For success in chemical analysis a thorough acquaintance with the various properties of bodies is required, as well as aptitude in applying this knowledge in discriminating them, and separating them from each other. Judgment and expertness in manipulation are, indeed, essential qualifications. The method pursued must likewise be such as to attain the object in view with unerring certainty, and in the most expeditious manner. "The mere knowledge of the reagents, and of the reactions of other bodies with them, will not suffice for the attainment of this end. This requires the additional knowledge of a systematic and progressive course of analysis, or, in other words, the knowledge of the order, and succession, in which solvents, together with general and special reagents, ought to be applied, both to effect the speedy and safe detection of every individual component of a compound or mixture, and to prove with certainty the absence of all other substances. If we do not possess this systematic knowledge, or if in the hope of attaining an object more rapidly, we adhere to no method in our investigations and experiments, analysing becomes (at least in the hands of a novice) mere guesswork, and the results obtained are no longer the fruits of scientific calculation, but mere matters of accident, which sometimes may prove lucky hits, and at others total failures." (Fresenius.)

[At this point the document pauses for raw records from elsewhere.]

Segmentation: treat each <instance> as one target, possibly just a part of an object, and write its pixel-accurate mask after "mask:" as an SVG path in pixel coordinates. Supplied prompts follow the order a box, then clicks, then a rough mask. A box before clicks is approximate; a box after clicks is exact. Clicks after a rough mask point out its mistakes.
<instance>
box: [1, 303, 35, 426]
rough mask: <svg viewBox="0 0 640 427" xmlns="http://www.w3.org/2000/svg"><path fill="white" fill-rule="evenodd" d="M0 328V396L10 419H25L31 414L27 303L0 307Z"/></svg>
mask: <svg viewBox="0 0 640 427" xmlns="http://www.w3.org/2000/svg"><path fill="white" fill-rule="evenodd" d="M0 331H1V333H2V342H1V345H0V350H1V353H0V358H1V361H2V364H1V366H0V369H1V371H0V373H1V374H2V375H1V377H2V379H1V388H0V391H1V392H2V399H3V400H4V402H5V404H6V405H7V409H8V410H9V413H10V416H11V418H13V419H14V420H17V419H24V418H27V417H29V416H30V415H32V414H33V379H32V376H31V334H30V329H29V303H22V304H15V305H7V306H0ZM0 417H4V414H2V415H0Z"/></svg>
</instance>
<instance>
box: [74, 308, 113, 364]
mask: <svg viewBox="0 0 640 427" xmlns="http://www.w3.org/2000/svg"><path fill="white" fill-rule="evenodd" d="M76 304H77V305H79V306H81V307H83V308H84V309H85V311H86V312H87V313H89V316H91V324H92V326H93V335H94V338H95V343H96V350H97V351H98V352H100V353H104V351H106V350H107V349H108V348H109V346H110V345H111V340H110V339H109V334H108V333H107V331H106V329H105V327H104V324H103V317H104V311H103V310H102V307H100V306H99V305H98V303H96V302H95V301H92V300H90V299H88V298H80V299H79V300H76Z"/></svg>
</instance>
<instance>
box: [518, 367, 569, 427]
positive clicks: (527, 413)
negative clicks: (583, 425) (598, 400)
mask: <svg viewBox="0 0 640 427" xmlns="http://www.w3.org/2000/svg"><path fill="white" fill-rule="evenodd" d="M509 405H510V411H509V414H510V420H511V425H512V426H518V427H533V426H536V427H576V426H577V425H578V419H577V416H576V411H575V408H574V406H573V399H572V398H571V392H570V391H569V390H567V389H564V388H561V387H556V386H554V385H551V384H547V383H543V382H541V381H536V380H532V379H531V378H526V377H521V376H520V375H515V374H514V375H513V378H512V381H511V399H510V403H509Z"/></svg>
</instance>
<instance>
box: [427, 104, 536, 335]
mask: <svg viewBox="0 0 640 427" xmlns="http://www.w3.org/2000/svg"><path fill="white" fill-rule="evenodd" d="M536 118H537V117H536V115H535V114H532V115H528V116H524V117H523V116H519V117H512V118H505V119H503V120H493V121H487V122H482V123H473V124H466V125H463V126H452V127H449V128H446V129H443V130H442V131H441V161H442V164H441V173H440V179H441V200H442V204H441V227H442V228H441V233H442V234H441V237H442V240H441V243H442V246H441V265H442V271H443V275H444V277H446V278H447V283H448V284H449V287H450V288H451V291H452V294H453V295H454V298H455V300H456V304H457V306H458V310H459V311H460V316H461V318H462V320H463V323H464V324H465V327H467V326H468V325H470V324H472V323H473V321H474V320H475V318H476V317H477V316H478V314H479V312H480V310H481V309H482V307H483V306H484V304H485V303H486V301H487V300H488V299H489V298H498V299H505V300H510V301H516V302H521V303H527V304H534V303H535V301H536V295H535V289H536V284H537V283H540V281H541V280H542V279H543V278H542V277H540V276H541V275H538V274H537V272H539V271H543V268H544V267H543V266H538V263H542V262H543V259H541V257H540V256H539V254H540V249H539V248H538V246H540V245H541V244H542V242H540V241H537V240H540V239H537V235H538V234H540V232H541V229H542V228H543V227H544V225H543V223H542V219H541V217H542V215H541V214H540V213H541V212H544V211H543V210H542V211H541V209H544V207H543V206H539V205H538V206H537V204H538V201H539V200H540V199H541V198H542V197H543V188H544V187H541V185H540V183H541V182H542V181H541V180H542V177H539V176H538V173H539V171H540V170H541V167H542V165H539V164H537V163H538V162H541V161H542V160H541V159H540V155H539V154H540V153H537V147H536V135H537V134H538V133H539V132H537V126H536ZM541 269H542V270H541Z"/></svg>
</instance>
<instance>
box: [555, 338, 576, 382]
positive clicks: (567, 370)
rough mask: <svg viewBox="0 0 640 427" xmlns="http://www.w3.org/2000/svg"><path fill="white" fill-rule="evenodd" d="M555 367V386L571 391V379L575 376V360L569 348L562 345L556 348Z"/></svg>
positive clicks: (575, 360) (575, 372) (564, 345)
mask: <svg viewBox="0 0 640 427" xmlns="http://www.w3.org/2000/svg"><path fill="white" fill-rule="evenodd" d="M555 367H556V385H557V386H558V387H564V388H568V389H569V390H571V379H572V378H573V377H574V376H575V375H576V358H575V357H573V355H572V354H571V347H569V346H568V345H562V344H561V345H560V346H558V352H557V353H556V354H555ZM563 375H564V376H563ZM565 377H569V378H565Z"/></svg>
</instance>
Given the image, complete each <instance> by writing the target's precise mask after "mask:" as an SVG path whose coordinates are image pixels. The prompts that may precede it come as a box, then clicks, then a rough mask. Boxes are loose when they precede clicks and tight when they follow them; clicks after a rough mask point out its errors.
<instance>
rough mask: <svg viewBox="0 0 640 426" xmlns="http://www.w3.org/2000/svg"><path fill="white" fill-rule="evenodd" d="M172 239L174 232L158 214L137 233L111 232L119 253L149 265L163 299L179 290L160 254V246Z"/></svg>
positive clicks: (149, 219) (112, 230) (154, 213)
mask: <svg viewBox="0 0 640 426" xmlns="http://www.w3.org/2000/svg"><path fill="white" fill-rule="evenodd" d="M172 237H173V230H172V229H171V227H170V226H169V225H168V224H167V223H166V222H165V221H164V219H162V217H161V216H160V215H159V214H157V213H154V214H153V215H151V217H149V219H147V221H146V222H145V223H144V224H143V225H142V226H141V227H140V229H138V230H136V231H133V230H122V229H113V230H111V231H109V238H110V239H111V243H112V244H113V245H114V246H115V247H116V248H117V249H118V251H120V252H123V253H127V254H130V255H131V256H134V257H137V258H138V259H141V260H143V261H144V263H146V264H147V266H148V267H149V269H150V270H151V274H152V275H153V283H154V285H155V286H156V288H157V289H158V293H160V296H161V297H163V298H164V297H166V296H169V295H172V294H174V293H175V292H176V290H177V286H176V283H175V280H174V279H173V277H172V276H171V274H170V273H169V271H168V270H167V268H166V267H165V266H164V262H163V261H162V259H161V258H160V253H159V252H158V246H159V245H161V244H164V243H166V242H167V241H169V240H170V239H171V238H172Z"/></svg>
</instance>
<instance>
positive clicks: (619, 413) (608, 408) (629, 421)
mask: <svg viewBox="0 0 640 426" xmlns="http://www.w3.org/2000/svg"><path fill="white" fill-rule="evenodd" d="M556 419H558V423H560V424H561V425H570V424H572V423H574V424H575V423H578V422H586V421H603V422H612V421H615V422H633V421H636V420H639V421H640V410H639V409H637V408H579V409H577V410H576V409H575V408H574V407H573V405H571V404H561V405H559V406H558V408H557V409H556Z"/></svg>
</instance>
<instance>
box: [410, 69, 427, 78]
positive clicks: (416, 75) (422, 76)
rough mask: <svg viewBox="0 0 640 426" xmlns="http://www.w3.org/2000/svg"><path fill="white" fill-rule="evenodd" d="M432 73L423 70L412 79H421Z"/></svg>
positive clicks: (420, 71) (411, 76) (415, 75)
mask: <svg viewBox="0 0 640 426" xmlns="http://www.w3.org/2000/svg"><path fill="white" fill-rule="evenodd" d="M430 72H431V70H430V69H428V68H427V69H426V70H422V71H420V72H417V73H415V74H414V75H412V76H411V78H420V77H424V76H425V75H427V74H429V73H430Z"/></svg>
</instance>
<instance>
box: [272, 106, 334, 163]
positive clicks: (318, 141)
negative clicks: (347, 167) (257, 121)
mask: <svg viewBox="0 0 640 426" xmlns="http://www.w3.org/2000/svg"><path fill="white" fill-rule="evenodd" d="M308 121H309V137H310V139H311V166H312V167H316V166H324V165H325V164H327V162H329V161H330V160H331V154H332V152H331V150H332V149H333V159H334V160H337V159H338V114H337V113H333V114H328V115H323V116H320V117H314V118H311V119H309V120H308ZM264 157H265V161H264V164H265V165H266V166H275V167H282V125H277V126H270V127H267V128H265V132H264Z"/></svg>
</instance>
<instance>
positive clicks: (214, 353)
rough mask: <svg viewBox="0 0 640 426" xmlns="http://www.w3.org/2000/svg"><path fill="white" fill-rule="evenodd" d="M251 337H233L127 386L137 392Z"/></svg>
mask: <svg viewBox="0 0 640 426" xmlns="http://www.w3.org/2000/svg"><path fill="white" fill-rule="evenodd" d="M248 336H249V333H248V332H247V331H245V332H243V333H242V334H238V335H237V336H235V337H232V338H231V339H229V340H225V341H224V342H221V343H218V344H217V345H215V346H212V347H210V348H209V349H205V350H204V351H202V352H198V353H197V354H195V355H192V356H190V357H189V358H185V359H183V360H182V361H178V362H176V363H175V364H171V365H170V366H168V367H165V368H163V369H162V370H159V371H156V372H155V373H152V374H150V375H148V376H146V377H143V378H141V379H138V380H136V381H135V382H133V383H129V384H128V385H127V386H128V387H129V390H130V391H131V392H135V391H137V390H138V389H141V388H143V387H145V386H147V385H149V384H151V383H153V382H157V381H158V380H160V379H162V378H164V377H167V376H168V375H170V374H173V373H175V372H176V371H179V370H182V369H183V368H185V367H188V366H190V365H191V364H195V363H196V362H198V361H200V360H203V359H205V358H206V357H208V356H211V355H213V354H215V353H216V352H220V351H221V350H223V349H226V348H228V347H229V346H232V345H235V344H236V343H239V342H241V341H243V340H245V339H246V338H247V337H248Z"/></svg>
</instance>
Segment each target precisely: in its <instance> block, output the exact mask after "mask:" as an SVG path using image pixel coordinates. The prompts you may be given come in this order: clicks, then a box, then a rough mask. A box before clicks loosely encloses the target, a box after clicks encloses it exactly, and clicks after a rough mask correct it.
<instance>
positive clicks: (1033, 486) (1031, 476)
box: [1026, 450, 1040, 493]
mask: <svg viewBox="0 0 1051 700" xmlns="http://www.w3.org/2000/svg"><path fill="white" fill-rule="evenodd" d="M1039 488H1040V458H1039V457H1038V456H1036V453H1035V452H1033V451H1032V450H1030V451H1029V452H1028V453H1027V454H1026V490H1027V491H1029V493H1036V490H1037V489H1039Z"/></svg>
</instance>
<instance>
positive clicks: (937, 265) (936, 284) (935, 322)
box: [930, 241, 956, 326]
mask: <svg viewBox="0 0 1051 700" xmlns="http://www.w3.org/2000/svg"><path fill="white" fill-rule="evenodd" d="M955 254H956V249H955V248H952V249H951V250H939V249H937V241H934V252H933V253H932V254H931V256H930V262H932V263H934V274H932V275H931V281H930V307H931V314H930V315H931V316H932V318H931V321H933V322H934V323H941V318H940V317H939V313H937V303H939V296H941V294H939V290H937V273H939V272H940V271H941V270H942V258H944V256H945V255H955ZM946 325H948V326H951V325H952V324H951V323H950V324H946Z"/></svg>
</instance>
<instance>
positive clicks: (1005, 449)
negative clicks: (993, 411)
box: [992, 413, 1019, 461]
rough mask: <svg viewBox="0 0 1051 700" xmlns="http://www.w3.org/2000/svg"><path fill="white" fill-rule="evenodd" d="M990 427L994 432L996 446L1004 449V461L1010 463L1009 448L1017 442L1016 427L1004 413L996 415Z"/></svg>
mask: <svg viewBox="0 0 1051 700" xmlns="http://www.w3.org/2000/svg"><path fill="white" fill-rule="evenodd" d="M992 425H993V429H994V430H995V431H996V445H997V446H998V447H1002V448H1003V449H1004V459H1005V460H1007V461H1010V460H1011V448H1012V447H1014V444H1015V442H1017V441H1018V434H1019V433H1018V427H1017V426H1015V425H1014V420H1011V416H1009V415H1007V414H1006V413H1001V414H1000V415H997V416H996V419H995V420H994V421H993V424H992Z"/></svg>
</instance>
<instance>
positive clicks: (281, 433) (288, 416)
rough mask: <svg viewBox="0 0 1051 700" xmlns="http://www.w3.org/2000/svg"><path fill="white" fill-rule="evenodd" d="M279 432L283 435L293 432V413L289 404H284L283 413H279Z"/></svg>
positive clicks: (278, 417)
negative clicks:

=ANALYSIS, SPECTRUM.= More than half a century ago Sir John Herschel employed the prism in the analysis of coloured flames, and in 1834 Fox Talbot, by means of the same instrument, distinguished the difference between the spectra given by strontium and lithium, notwithstanding the similarity of the two in colour. But it was reserved for Messrs Kirchkoff and Bunsen, as the inventors of the spectroscope, to devise the only efficient method of analysing flame, and, at the same time, to furnish chemists with a means whereby they may detect with unerring certainty the presence of any known element by observing the spectrum it gives when such element is submitted to a temperature sufficiently high for it to emit a luminous vapour. That certain chemical substances when heated in the flame of the spirit-lamp or the blow-pipe, or any other source of comparatively white light, imparted characteristic colours to the flame, was a fact that had long been known to chemists; for example, when a salt of sodium was so treated, an intense yellow colour was imparted to the flame. A salt of potassium produced under the same circumstances a violet, strontium, a crimson colour, &c. These results could only be produced when the substance under examination contained but one of the salts in question. If more than one were present, this method of qualitative analysis was comparatively, if not wholly, valueless, because the specific colour communicated to the flame by the presence of one element would be masked, and, consequently, destroyed by the colour developed by the vapour of another or other elements. For instance, so much more vivid is the yellow colour given to flame by sodium salts than the violet tint imparted by those of potassium, that a very small trace of sodium prevents the unaided eye from perceiving the violet, even when the potassium compound is present in large quantity.